Mr. Tandon said representatives of the parties had also demanded that simultaneous, single-day polling be held both in Tamil Nadu and Pondicherry. They wanted the election held in May as public examinations and religious festivals would be conducted in April. The Commission would consider their requests.

Referring to the parties' complaint of mass inclusion of voters, he said that based on their representation, the Commission had made a random check in Madurai, Theni and Dindigul districts and nearly 51,000 names were deleted. Totally about 20 lakh names were deleted in the State including of bogus voters, those who died and who migrated from their places. The final rolls had since been published. There was still an opportunity for the voters to include or delete names till the date of filing of nominations by candidates. However, mass deletion or inclusion by the political parties would not be allowed.

On the code of conduct, Mr.Tandon said it would come into force only after the poll notification. Instructions were issued to officials to prevent defacement of walls. He had already brought to the notice of the Chief Electoral Officer defacement in the city by some parties. The Commission would erase the writings and recover the cost from the candidates.
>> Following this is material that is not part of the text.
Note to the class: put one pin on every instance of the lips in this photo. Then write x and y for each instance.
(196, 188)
The candidates would have to file, along with their nomination papers, an affidavit containing particulars of their antecedents, personal assets and liabilities as well as that of their spouses and dependents. If they failed to submit the affidavits, their nominations would be rejected. The documents would be made public to enable the voters to know about their candidates. While the returning officers had no power to verify the affidavit, rival candidates could challenge it if they found that the information was wrong.

Earlier in the day, Mr.Tandon held a meeting with all Collectors and returning officers and reviewed the poll preparedness in the districts, particularly the final publication of rolls, training in electronic voting machines and counting arrangements.